Furthermore, A new report from the International Monetary Fund says global use of fossil fuels costs taxpayers and consumers $5.3 trillion a year. The report comes amid a rising call for companies and pension funds to divest themselves of fossil fuels. On Friday, Norway's Parliament declared it would begin divesting the nation's $890 billion pension fund from coal. The IMF report calls this huge figure a “subsidy,” a term some economists take issue with. A subsidy typically refers to direct financial governmental support or specific policies, like tax breaks, that underwrite the production and consumption of a certain product — in this case, fossil fuels such as oil, coal, and gas. But the IMF report looked at the overall benefits and harms of fossil fuel use, factors that economists typically put into a separate category called "externalities," and classified these, too, as subsidies.
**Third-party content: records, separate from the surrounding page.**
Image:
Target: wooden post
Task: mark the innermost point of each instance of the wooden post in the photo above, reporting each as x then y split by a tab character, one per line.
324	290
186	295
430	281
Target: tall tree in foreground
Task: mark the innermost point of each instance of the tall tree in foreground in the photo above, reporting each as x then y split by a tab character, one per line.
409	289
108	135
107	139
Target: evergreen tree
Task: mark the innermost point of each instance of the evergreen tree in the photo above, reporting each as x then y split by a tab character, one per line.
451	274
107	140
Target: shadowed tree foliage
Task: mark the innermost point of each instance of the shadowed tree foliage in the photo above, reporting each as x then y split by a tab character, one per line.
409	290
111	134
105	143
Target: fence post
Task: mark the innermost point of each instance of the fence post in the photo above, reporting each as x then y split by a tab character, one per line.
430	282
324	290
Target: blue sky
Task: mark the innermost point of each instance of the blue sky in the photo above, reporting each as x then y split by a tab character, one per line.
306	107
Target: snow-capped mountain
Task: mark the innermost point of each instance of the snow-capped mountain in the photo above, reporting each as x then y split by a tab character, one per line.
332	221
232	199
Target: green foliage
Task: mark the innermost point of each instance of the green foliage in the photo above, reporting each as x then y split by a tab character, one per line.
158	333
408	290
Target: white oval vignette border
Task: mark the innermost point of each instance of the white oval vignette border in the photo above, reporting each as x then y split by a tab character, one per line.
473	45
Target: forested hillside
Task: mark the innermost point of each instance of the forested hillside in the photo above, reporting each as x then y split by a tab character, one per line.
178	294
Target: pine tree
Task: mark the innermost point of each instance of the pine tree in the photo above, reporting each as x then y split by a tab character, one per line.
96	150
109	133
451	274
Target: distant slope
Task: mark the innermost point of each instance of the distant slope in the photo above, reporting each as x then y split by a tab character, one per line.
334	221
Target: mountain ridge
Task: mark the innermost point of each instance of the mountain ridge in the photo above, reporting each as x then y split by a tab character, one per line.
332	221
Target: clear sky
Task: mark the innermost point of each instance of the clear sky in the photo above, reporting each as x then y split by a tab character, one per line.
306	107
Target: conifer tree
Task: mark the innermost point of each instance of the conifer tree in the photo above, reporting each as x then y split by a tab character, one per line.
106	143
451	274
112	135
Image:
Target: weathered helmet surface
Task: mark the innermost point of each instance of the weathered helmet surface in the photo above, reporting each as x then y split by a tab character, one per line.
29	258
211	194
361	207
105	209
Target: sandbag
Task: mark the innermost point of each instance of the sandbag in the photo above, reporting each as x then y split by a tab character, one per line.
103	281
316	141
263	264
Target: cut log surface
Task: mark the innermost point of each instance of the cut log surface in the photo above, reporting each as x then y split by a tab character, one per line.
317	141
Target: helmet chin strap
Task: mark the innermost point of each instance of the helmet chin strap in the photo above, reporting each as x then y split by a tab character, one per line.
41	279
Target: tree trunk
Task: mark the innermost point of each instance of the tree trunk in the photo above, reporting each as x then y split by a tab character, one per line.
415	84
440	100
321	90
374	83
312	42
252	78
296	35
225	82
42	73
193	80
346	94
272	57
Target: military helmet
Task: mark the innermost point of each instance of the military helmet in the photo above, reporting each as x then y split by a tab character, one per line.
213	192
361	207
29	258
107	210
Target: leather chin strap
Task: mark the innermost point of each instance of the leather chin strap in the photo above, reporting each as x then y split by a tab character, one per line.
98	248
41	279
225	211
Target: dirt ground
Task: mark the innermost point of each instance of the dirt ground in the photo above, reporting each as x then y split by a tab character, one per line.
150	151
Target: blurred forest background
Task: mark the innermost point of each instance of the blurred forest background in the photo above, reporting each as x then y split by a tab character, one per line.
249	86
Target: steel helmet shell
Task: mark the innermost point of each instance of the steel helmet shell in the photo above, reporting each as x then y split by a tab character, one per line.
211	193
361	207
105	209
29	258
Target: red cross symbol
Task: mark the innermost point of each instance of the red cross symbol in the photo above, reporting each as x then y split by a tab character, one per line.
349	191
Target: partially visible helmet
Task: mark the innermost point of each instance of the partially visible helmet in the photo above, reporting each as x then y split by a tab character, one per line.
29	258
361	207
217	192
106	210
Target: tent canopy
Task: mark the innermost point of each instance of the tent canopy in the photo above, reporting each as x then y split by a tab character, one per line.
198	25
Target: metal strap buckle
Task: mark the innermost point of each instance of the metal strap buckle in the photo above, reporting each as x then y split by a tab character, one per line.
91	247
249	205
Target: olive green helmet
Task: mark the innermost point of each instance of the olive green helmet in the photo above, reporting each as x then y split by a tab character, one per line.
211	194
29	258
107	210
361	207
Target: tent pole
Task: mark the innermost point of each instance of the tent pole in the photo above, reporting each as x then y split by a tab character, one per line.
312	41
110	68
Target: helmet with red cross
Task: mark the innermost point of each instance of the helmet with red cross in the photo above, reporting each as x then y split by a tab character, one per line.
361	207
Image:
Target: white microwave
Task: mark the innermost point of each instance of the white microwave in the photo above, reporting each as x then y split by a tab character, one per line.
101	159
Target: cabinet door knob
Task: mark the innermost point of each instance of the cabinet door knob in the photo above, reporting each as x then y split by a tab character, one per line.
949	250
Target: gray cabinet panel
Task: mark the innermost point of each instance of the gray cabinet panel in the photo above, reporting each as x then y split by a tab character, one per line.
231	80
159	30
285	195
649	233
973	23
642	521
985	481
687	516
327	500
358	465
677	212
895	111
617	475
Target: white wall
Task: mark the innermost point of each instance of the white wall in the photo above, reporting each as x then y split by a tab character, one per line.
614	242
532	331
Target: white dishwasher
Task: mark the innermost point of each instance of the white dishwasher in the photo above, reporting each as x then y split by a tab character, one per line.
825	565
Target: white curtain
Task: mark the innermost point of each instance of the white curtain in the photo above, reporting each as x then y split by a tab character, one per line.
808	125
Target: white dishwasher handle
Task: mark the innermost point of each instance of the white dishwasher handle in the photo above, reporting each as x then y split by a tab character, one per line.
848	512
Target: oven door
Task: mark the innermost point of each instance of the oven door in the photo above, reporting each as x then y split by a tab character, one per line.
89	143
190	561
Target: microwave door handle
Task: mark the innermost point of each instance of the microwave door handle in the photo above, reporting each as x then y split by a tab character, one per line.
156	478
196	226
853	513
These include such things as increased economic activity, damage to public health and the environment, and the amount of money unavailable for investment in other community goods due to hidden costs. “A number of people will argue maybe we should not add these things up,” says David Coady, a division chief at the Fiscal Affairs Department of the IMF and one of the authors of the report. “But from an economic perspective, we say, conceptually, the true cost is the true cost. The reason we don't face the true cost is there's no market for these damages.” The main focus of the report, Coady says, is to compare the cost that people pay for fossil fuel-based energy to the cost that they would pay if they calculated the true cost of the damage done by their consumption — for example, the local damages related to having particles in the air, breathing problems, health-related problems that are believed to increase the mortality rate or just lower quality of life.